Change is afoot at one of the most talked about mental health trusts in England as a new chief executive joins Tavistock and Portman Foundation Trust.
Dr Michael Holland is joining as its new CEO in mid-November, following the departure of long-serving boss Paul Jenkins later this month, HSJ revealed yesterday.
Currently medical director at larger London neighbour South London and Maudsley FT, Dr Holland is set to inherit a difficult in-tray. No stranger to public criticism, Tavistock has been dogged by significant local and national controversy over the past year.
During the summer, NHS England said it would be shutting down its controversial gender identity service following years of concern. Around the same time, HSJ reported that local leadership was questioning the trust’s future, and there were talks of a merger.
This year has also seen its culture and internal governance slammed by independent investigators, and staff working within the trust have reported rising instances of bullying and harassment. It will be an uphill battle for Dr Holland, alongside new chair John Lawlor, to rebuild the trust’s reputation both locally and nationally, while ensuring people using its services receive the quality of care they deserve.
(Another) last push
The first milestone in the health service’s plan to clear the mammoth elective care backlog was to treat those patients that had been waiting more than two years for treatment.

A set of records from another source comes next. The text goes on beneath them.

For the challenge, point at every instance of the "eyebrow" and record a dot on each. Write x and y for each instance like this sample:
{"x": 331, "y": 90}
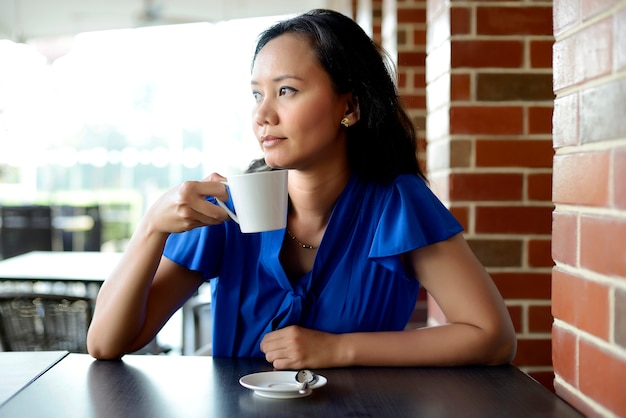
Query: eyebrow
{"x": 281, "y": 78}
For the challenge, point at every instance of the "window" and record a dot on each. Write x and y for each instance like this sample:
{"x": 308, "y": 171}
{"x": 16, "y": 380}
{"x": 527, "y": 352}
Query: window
{"x": 126, "y": 114}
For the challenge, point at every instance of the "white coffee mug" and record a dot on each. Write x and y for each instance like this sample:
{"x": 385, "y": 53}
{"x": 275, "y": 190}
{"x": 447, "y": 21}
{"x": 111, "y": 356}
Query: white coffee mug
{"x": 260, "y": 200}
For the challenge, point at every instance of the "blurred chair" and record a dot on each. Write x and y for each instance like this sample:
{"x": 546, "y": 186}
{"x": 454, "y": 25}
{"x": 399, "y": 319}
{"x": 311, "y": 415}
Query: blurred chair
{"x": 77, "y": 228}
{"x": 25, "y": 228}
{"x": 44, "y": 322}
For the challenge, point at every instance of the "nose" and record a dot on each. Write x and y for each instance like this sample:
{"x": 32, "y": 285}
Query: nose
{"x": 264, "y": 113}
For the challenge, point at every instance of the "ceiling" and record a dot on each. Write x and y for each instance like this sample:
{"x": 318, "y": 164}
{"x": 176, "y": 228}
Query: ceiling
{"x": 24, "y": 20}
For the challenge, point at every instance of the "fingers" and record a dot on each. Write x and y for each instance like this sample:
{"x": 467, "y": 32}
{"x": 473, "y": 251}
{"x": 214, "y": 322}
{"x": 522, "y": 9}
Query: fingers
{"x": 185, "y": 207}
{"x": 287, "y": 348}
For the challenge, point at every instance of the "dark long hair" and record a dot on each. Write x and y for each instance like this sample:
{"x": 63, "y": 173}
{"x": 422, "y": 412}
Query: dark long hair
{"x": 383, "y": 143}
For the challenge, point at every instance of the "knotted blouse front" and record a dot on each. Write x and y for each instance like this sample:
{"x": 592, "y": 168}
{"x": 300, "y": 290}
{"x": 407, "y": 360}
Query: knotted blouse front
{"x": 357, "y": 284}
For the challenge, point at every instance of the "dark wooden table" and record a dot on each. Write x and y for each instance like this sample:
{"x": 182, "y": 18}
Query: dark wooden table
{"x": 168, "y": 386}
{"x": 19, "y": 369}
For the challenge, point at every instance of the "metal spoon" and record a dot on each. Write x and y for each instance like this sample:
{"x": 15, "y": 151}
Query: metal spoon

Under the blueprint, thrashed out between ministers and NHS England, this waiting list was to be cleared this summer, when NHSE duly announced it had been “virtually eliminated”.
Although 20,000 patients had been treated, this still left a rump of around 3,000 people still waiting. The remaining group consisted of nearly 1,600 patients offered faster treatment elsewhere who did not want to travel, 1,000 who required complex treatment and could not be treated, and 168 who were not treated by the deadline.
Now it has emerged that head office has issued a new deadline to treat the last 104-week waiters by the end of this month. NHSE was tight-lipped on whether it was on course to meet this aim, which it stressed was an ambition rather than a target because of the large number of patients effectively choosing to delay treatment.
Yet a letter from one of NHSE’s regional teams to an ICB emphasises the importance of the “national expectation of eliminating all” remaining cases by the end of the month.